Direkt auf dem Campus Nord befindet sich die S-Bahn-Station „Dort­mund Uni­ver­si­tät“. Von dort fährt die S-Bahn-Linie S1 im 20- oder 30-Minuten-Takt zum Hauptbahnhof Dort­mund und in der Gegenrichtung zum Hauptbahnhof Düsseldorf über Bochum, Essen und Duisburg. Außerdem ist die Uni­ver­si­tät mit den Buslinien 445, 447 und 462 zu erreichen. Eine Fahrplanauskunft findet sich auf der Homepage des Verkehrsverbundes Rhein-Ruhr, außerdem bieten die DSW21 einen interaktiven Liniennetzplan an.
 

Zu den Wahrzeichen der TU Dort­mund gehört die H-Bahn. Linie 1 verkehrt im 10-Minuten-Takt zwischen Dort­mund Eichlinghofen und dem Technologiezentrum über Campus Süd und Dort­mund Uni­ver­si­tät S, Linie 2 pendelt im 5-Minuten-Takt zwischen Campus Nord und Campus Süd. Diese Strecke legt sie in zwei Minuten zurück.

Vom Flughafen Dort­mund aus gelangt man mit dem AirportExpress innerhalb von gut 20 Minuten zum Dort­mun­der Hauptbahnhof und von dort mit der S-Bahn zur Uni­ver­si­tät. Ein größeres Angebot an inter­natio­nalen Flugverbindungen bietet der etwa 60 Kilometer entfernte Flughafen Düsseldorf, der direkt mit der S-Bahn vom Bahnhof der Uni­ver­si­tät zu erreichen ist.
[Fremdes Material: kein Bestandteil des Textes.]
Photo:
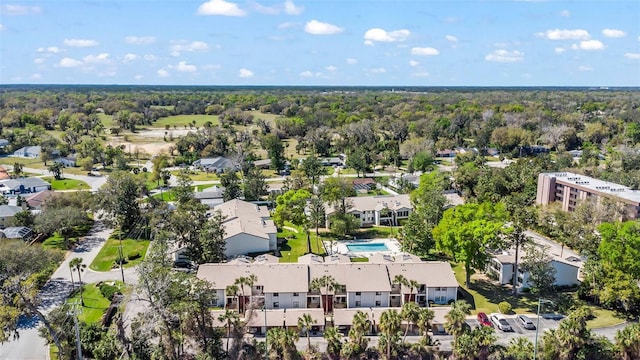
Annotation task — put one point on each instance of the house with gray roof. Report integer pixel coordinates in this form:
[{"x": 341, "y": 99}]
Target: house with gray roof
[
  {"x": 26, "y": 185},
  {"x": 217, "y": 165}
]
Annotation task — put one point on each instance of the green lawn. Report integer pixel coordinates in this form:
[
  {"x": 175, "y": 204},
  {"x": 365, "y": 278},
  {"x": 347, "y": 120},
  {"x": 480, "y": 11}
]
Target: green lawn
[
  {"x": 56, "y": 241},
  {"x": 296, "y": 244},
  {"x": 94, "y": 303},
  {"x": 181, "y": 120},
  {"x": 107, "y": 256},
  {"x": 66, "y": 184}
]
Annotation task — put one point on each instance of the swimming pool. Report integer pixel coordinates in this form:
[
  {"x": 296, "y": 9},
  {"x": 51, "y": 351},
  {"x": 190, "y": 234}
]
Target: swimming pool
[{"x": 366, "y": 247}]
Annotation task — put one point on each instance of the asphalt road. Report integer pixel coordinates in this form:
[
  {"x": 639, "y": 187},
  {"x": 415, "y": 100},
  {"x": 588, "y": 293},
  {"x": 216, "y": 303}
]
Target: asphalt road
[{"x": 29, "y": 345}]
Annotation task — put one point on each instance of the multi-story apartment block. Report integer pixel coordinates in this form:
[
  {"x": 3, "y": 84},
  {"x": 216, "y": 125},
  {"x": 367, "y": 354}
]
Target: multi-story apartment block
[{"x": 570, "y": 189}]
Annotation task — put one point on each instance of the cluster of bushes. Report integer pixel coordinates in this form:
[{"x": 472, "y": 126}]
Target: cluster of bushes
[{"x": 108, "y": 290}]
Die Ein­rich­tun­gen der Technischen Uni­ver­si­tät Dort­mund verteilen sich auf den größeren Campus Nord und den kleineren Campus Süd. Zudem befinden sich einige Bereiche der Hoch­schu­le im angrenzenden Technologiepark. Genauere In­for­ma­ti­onen können Sie den Lageplänen entnehmen.